Dal nostro archivio:
E’ ormai divenuta pressante la necessità di intervenire a favore dei disagiati sempre più presenti nel nostro territorio. Tra le difficoltà più evidenti i costi dei farmaci, spesso insostenibili dalle fasce meno abbienti.
L’associazione “Le Medicine”, sensibile a questa realtà, prima associazione in Italia, presenta questo progetto che si basa principalmente su tre fondamenti:
- Riutilizzare i farmaci
raccolti; - Sensibilizzare l’utenza ai bisogni dei più sfortunati, quindi educare al volontariato;
- “Sottrarre” ai cassonetti farmaci che, una volta scaduti, verrebbero gettati tra i rifiuti comuni.
Anche il Governo con la Finanziaria 2008 concorda:
“Per la prima volta, venendo incontro alle richieste delle associazioni di volontariato, è prevista la possibilità di riutilizzazione, da parte delle ASL, delle RSA o di organizzazioni non lucrative, di medicinali ancora in corso di validità non utilizzati dal malato (deceduto o che ha abbandonato la terapia) al quale erano destinati.”

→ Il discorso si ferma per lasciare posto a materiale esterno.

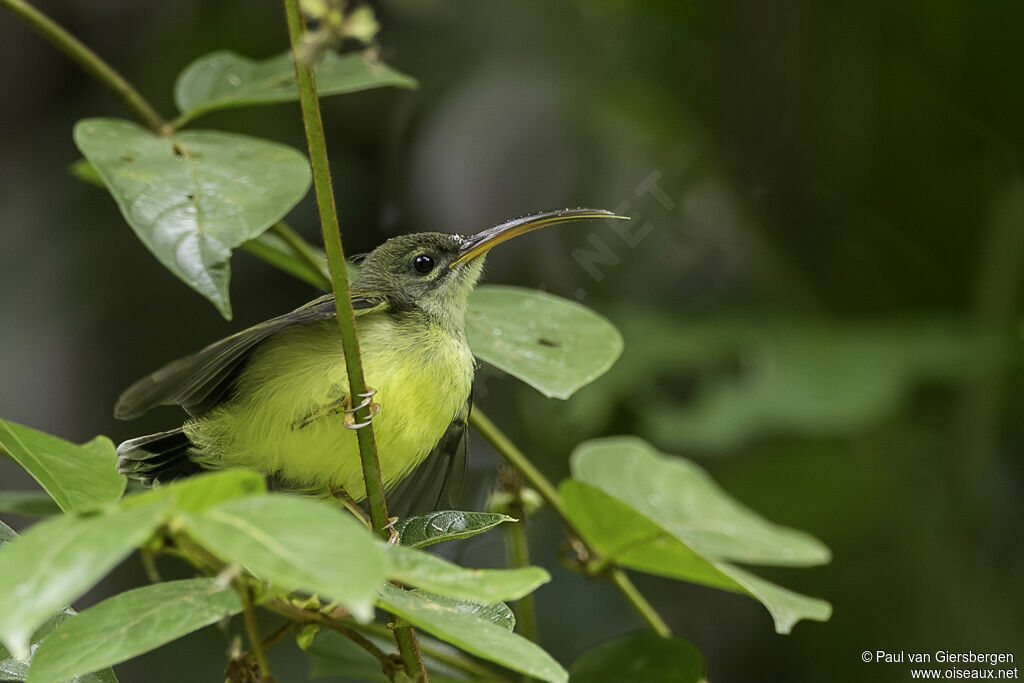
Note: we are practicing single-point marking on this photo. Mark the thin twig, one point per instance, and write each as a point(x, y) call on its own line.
point(252, 628)
point(517, 550)
point(409, 650)
point(90, 61)
point(336, 263)
point(518, 460)
point(452, 657)
point(285, 608)
point(346, 316)
point(645, 609)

Un'indagine pubblicata sulla rivista Ricerca & Pratica, svolta da ricercatori dell'Istituto farmacologico Mario Negri di Milano, rivela che le confezioni dei farmaci non vengono utilizzate del tutto.

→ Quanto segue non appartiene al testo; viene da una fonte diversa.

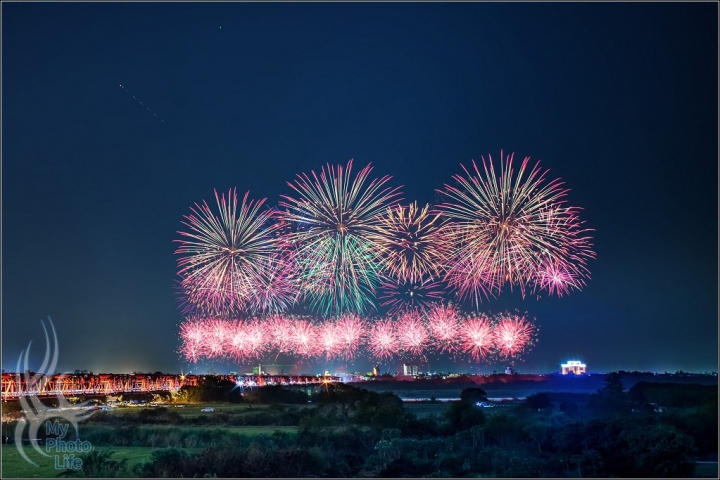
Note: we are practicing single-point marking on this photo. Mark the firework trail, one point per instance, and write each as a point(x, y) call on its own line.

Sono stati interrogati più di 650 cittadini, di tutte le età, attraverso un questionario:
- Cosa ne è dell'ultimo farmaco che vi ha prescritto il medico (esclusi quelli per malattie croniche)?
- Avete terminato la confezione?
- Lo avete conservato?
- In che modo lo avete smaltito?
Sconfortanti i risultati: meno della metà delle confezioni prescritte (49%) sono state utilizzate del tutto. Ancora peggio nel caso dei farmaci prescritti ai bambini: la quota sprecata tocca il 65% (mentre scende al 43% per gli over 65).
I farmaci che più frequentemente avanzano sono gli antidolorifici-antinfiammatori, utilizzati comunemente contro dolori di vario tipo e contro la febbre: l'82% delle confezioni non viene utilizzato interamente.
Dove sono gettati i farmaci?
Che cosa succede alle confezioni mezze piene? Nell'89% dei casi vengono conservate fino alla scadenza, nell'8% gettate nei contenitori per i farmaci scaduti delle farmacie, nel 3% nella spazzatura di casa (e non si può!).
In termini di spesa, il 40% della spesa totale è destinato a farmaci non completamente consumati, con un'incidenza maggiore per quelli a carico dei cittadini rispetto a quelli rimborsati dalla mutua: su 10 euro spesi per l'acquisto, 6 sono destinati a farmaci non completamente utilizzati.
Più cultura del farmaco
Una maggior cultura del farmaco, concludono gli autori dello studio, sia da parte dei cittadini sia della classe medica, permetterebbe di evitare sprechi dovuti anche a confezionamenti industriali non sempre aderenti alle necessità terapeutiche.
Tutto questo ci spinge ad intervenire in maniera coscienziosa e proporre una soluzione adeguata:
- posizionare dei raccoglitori nelle aree logistiche delle Chiese della nostra Diocesi che ci diano la possibilità di aprire un nuovo “Magazzino Farmaci” che, con la collaborazione della Caritas di Frascati ed attraverso la disponibilità di Medici Volontari, possa servire da aiuto per le prime necessità dei più deboli.